# Spouse Visa - Payslips and Bank Statements - 28 day rule



## passang125 (May 16, 2015)

Hello,
I'm applying for spouse visa and my wife is the sponsor. I'll be applying using Cat A. My wife has been working for two employers for 6+ months. We have the following situation:
Latest payslip from company A : May 15, 2015 - 31 days old 
Latest payslip from company B : May 22, 2015 - 24 days old
Latest Bank statement showing the salary deposits : May 26, 2015 
Bank Certifications stating the account opening dates and balances : June 8, 2015

Does company A's payslip being older than 28 days pose a risk if I submit online application today? 

If yes, I was thinking to do the following:
1. Apply online today so the date of application will be June 15, 2015.
2. Wife will send me company A's June payslip dated June 15 after she receives it today from her company. We'll print the online bank statement and have it stamped by bank. By June 24, I hopefully should be able to mail it to Sheffield office. 

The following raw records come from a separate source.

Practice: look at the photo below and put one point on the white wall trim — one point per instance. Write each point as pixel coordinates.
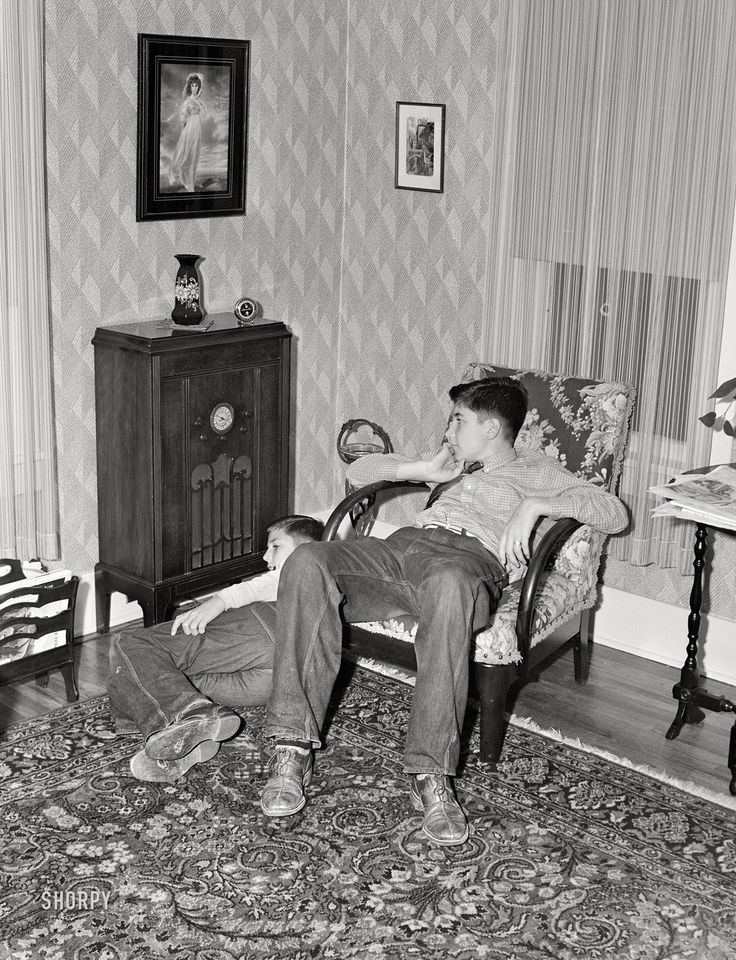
(658, 631)
(638, 625)
(648, 628)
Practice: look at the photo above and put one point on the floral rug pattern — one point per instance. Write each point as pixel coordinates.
(569, 855)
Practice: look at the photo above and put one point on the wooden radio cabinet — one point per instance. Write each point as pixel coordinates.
(193, 457)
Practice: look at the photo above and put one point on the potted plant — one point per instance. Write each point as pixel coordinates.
(725, 421)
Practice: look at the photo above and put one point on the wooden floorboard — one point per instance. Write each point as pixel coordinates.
(625, 708)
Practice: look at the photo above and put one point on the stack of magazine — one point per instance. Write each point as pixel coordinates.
(705, 498)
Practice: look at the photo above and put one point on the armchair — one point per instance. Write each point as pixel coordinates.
(584, 424)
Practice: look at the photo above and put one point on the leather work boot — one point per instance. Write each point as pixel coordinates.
(144, 767)
(290, 772)
(444, 820)
(192, 728)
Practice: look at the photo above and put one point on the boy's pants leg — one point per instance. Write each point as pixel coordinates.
(450, 583)
(155, 677)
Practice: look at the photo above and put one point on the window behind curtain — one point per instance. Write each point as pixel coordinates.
(613, 203)
(28, 493)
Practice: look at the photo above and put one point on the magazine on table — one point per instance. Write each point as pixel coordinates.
(705, 498)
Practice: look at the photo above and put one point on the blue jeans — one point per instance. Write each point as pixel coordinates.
(155, 677)
(449, 582)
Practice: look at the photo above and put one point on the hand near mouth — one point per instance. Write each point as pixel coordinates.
(440, 468)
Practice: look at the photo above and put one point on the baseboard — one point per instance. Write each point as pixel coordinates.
(658, 631)
(85, 620)
(646, 628)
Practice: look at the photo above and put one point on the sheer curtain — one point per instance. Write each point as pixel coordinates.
(611, 225)
(28, 497)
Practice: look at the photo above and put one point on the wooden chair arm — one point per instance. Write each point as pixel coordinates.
(367, 493)
(545, 549)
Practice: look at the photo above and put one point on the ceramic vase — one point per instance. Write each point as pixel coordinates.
(188, 290)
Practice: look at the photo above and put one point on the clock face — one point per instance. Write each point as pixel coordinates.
(246, 309)
(222, 417)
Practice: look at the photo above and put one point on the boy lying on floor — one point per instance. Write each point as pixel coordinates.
(176, 687)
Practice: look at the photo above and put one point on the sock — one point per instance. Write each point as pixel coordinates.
(303, 746)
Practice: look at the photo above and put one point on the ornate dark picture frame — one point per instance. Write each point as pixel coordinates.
(420, 146)
(192, 127)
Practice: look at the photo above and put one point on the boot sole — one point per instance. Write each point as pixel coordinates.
(179, 739)
(144, 768)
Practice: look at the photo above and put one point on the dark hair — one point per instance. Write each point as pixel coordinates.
(503, 397)
(299, 527)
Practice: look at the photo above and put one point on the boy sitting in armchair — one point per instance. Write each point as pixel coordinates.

Any advice on this situation would be really appreciated. Thank you in advance.


----------



## Joppa (Sep 7, 2009)

Yes, you will fail because of outside the 28-day window.
Your solution is fine. You may save time by sending all your supporting documents including passport and stamped biometric receipt to her, she then adds latest payslip and bank statement and send the whole lot to Sheffield. Make sure you open online account with UPS etc and enclose details for return courier service to US.


----------



## passang125 (May 16, 2015)

Thank you Joppa.


----------